Zur Frage des Umgangs mit den – meist moslemischen – Asylanten ist die israelische Gesellschaft wieder geteilter Meinung. Während die Einen Israel in der Pflicht sehen, Flüchtlinge bei sich aufzunehmen und insbesondere auf die Situation jüdischer Flüchtlinge zur Zeit des Holocausts verweisen, zeigen sich Andere – und hierzu gehören auch große Teile der jetzigen Regierungskoalition unnachgiebig und sprechen sich für möglichst schnelle Ausweisungen aus.
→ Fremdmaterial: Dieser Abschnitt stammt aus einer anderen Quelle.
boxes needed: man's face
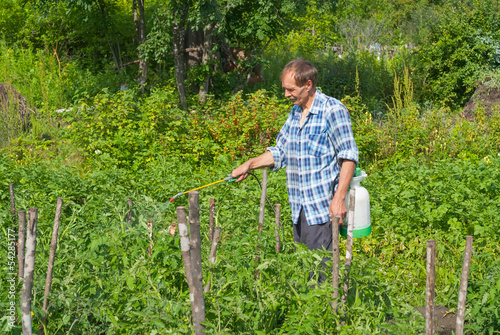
[281,71,308,105]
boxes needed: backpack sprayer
[170,175,238,202]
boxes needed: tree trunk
[97,1,120,69]
[198,24,214,102]
[133,0,148,93]
[330,215,340,314]
[203,227,221,293]
[17,210,26,280]
[178,206,193,295]
[172,3,188,109]
[38,198,63,335]
[189,191,205,335]
[21,208,38,335]
[455,235,473,335]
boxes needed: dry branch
[21,208,38,335]
[17,210,26,280]
[455,236,472,335]
[425,240,436,335]
[189,191,205,335]
[203,227,221,293]
[39,198,63,335]
[330,215,340,314]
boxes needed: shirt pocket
[307,133,329,157]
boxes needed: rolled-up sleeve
[328,105,359,164]
[266,113,291,172]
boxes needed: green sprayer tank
[340,168,372,238]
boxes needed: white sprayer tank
[340,171,372,238]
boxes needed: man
[231,59,358,283]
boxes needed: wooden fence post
[455,236,472,335]
[17,210,26,280]
[254,168,267,279]
[208,198,215,242]
[38,198,63,335]
[9,183,16,216]
[330,215,340,314]
[127,199,132,225]
[203,227,221,293]
[189,191,205,335]
[274,204,281,254]
[147,220,154,255]
[342,189,356,304]
[21,208,38,335]
[425,240,436,335]
[259,168,267,234]
[177,206,193,295]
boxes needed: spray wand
[170,175,238,202]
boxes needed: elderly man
[231,59,358,283]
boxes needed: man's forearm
[335,160,356,201]
[231,151,274,181]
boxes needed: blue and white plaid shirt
[267,89,358,225]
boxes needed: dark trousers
[293,209,332,284]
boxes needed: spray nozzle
[224,174,238,183]
[170,192,184,202]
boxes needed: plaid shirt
[267,89,358,225]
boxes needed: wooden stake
[259,169,267,234]
[21,208,38,335]
[177,206,193,288]
[455,236,473,335]
[274,204,281,254]
[342,189,356,304]
[203,227,221,293]
[330,215,340,314]
[425,240,436,335]
[17,210,26,280]
[189,191,205,335]
[9,183,16,216]
[127,199,132,225]
[147,220,153,255]
[208,198,215,242]
[254,168,267,279]
[38,198,63,335]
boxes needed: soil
[415,305,457,335]
[462,78,500,121]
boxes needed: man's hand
[328,159,356,224]
[231,151,274,182]
[231,161,250,182]
[328,196,347,224]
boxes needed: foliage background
[0,0,500,334]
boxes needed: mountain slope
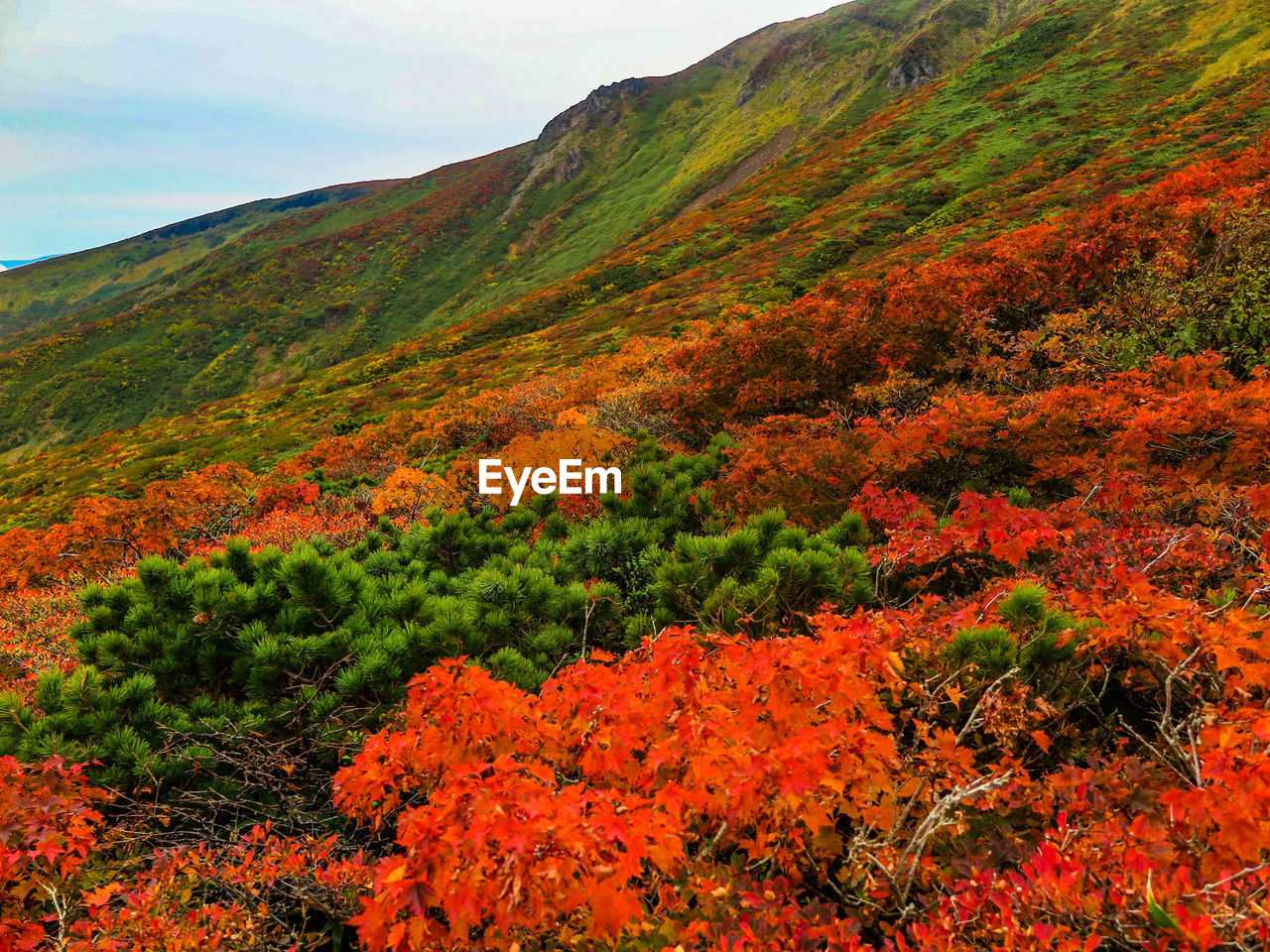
[0,180,406,337]
[0,0,1270,531]
[0,0,1051,447]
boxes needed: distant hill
[0,255,58,271]
[0,0,1270,525]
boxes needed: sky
[0,0,833,260]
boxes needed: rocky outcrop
[539,78,649,149]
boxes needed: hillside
[0,0,1270,952]
[0,0,1266,531]
[0,181,398,337]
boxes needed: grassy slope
[0,0,1270,531]
[0,180,406,337]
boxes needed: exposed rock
[539,78,649,149]
[886,47,940,92]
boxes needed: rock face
[886,50,940,92]
[539,78,649,149]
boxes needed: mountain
[0,0,1267,518]
[0,255,58,271]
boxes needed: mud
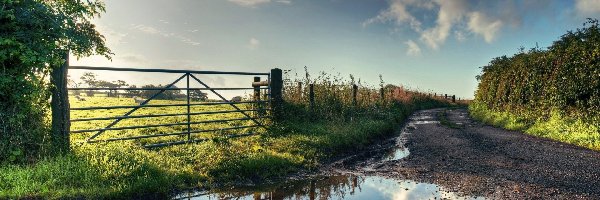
[177,109,600,199]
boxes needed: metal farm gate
[63,64,282,148]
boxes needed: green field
[0,93,446,199]
[70,96,270,145]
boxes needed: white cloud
[421,0,467,49]
[229,0,271,7]
[229,0,292,8]
[96,23,127,47]
[575,0,600,16]
[468,12,502,43]
[276,0,292,4]
[131,24,201,46]
[405,40,421,56]
[363,0,428,31]
[362,0,536,49]
[248,38,260,49]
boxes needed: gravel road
[330,109,600,199]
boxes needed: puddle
[174,175,484,200]
[174,111,485,200]
[383,147,410,161]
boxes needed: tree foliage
[475,19,600,124]
[0,0,112,162]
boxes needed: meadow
[0,71,449,199]
[70,95,269,145]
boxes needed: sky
[69,0,600,98]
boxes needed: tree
[0,0,112,162]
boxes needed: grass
[469,103,600,151]
[0,93,450,199]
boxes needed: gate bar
[69,66,269,76]
[190,75,264,127]
[71,101,266,110]
[71,109,270,122]
[71,117,267,133]
[88,75,185,141]
[89,125,260,143]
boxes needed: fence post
[296,82,302,100]
[254,76,262,117]
[352,84,358,107]
[185,73,192,141]
[269,68,283,121]
[50,51,71,153]
[308,83,315,112]
[379,88,385,105]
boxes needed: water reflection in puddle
[174,113,484,200]
[176,175,484,200]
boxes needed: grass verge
[0,102,448,199]
[469,103,600,151]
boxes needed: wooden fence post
[296,82,302,101]
[352,84,358,107]
[50,51,71,154]
[308,83,315,112]
[270,68,283,121]
[254,76,262,117]
[379,88,385,105]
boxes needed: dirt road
[331,109,600,199]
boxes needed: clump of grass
[469,103,600,150]
[0,69,447,199]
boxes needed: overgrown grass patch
[469,103,600,151]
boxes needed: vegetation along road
[332,109,600,199]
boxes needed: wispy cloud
[248,38,260,49]
[229,0,292,8]
[575,0,600,17]
[362,0,552,49]
[131,24,201,46]
[468,12,502,43]
[405,40,421,56]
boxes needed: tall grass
[470,19,600,150]
[0,68,448,199]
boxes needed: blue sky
[70,0,600,98]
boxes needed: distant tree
[125,85,142,97]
Begründet wird diese mit den ohnehin schon zahlreichen Problemen und Herausforderungen, welche dieses doch sehr kleine Land zu bewältiugen habe. Teil des Planes, sich vor einem weiteren Zustrom afrikanischer Flüchtlinge zu schützen, liegt übrigens im Bau einer Mauer entlang der ägyptischen Grenze, die Ende 2012 fertiggestellt werden soll.

Entsprechend stößt der Versuch zahlreicher NGOs,  sich für die Rechte der Flüchtlinge starkzumachen,  nicht überall auf Wohlwollen. Es gab sogar den Versuch der jetzigen Regierung, die Finanzierung von NGOs, die sich für die Rechte dieser wie auch der arabischen Minorität im Land einsetzen, gesetzlich zu behindern. Allerdings scheinen diese Bestrebungen vorerst keinen Erfolg gehabt zu haben.